The works on the program are divided between those for four hands at one piano and those for four hands at two pianos. The former include Mozart’s Andante and Five Variations in G Major and Fauré’s Dolly Suite. The latter include Mendelssohn’s Andante and Variations in B-flat Major, Lutoslawski’s Variations on a Theme of Paganini, and, towering above all the others, Stravinsky’s Le Sacre du Printemps.

For some, imagining what Mozart, Mendelssohn, or Fauré’s supremely elegant music might sound like played by four hands is relatively easy. Superb craftsmen as they were, all can be counted on to match the material to the medium. But for most of us, it takes some good guesswork to imagine what Lutoslawski’s Polish modernist take on Paganini’s famous theme would sound like. And for almost everybody, Stravinsky’s epoch-making Le Sacre du Printemps shorn of its orchestration is simply inconceivable. Without the mighty modern symphony orchestra’s screaming strings, keening woodwinds, blasting brass, and bludgeoning percussion, what’s left?
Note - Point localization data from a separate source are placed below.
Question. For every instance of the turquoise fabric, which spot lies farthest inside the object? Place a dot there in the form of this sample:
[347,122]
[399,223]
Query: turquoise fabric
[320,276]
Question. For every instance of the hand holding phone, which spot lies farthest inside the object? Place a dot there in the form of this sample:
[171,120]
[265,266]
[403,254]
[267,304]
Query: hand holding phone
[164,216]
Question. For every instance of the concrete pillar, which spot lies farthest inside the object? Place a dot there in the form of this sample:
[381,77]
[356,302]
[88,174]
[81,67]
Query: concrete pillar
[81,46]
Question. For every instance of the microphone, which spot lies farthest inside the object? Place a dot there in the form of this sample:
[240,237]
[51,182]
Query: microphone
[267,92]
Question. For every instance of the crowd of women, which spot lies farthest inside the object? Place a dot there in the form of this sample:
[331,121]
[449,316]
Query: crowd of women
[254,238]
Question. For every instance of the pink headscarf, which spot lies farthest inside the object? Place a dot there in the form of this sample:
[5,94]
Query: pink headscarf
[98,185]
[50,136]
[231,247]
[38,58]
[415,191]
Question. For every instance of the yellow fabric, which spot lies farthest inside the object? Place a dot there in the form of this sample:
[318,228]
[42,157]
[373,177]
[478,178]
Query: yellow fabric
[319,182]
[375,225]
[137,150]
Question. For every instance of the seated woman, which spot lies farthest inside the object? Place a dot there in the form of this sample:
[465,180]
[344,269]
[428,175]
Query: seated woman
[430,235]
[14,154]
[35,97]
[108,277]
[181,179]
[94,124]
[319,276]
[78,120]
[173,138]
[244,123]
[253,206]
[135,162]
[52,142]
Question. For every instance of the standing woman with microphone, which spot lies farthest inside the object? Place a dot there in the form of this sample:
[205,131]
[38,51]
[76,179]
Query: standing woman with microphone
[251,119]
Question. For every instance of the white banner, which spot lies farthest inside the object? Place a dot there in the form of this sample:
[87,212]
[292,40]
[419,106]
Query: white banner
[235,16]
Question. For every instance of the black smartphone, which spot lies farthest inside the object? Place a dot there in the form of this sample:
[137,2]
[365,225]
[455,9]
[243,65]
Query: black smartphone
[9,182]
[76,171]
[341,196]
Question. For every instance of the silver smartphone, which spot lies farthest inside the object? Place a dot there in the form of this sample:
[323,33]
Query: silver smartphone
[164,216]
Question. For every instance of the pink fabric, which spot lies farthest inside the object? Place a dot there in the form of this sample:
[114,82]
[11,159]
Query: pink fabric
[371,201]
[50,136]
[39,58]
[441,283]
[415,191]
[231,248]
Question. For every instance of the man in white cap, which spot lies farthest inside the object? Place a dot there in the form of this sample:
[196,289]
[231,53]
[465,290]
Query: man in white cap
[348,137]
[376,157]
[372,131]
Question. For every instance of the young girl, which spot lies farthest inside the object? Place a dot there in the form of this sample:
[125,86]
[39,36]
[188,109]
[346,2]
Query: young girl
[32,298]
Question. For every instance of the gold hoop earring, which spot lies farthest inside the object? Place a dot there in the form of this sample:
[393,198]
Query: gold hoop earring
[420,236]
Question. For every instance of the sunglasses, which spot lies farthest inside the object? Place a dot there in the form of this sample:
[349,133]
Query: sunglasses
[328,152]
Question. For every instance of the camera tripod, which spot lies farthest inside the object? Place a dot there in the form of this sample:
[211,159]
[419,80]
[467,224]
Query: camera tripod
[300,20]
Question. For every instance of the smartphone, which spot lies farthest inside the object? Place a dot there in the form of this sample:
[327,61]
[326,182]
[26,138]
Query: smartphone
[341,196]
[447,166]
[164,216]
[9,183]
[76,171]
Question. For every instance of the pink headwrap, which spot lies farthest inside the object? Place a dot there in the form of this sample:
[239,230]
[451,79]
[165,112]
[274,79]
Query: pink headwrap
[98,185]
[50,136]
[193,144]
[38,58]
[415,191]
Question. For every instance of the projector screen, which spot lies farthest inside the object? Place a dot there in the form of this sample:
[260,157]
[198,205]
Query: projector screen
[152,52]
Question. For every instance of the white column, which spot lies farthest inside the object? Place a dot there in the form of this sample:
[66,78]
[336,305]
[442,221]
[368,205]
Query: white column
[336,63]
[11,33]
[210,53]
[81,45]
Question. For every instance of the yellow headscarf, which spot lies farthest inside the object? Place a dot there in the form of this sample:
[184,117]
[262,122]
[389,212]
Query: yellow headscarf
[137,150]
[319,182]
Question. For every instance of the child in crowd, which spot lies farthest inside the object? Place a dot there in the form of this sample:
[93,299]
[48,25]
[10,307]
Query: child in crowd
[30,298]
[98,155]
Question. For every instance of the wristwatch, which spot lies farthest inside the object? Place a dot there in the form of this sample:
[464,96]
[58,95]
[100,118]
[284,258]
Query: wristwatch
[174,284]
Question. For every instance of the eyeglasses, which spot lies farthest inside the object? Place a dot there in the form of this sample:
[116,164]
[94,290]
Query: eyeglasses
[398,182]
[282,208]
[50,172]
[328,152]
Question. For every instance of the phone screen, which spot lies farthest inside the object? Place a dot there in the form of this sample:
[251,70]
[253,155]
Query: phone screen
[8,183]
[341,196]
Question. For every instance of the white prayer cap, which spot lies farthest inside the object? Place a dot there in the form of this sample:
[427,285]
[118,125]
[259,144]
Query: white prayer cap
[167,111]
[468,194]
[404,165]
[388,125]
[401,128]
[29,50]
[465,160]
As those who’ve heard one of the rare recordings of Le Sacre in its composer’s four-hand arrangement will attest, what’s left is revelatory. Often lost in the orchestral undergrowth are themes, harmonies, and counterpoints that stand out starkly illuminated in the clear, hard light cast by only four hands. In its familiar orchestral incarnation, Le Sacre sounds like life itself burgeoning forth in all its streaming multitudes. In its two-piano incarnation, it sounds like a clockwork mechanism cunningly constructed to simulate life. Whether this is a reduction or a refinement is up to the listener — but there’s no doubt that the sound of four hands flailing away at Le Sacre has to be heard to be believed.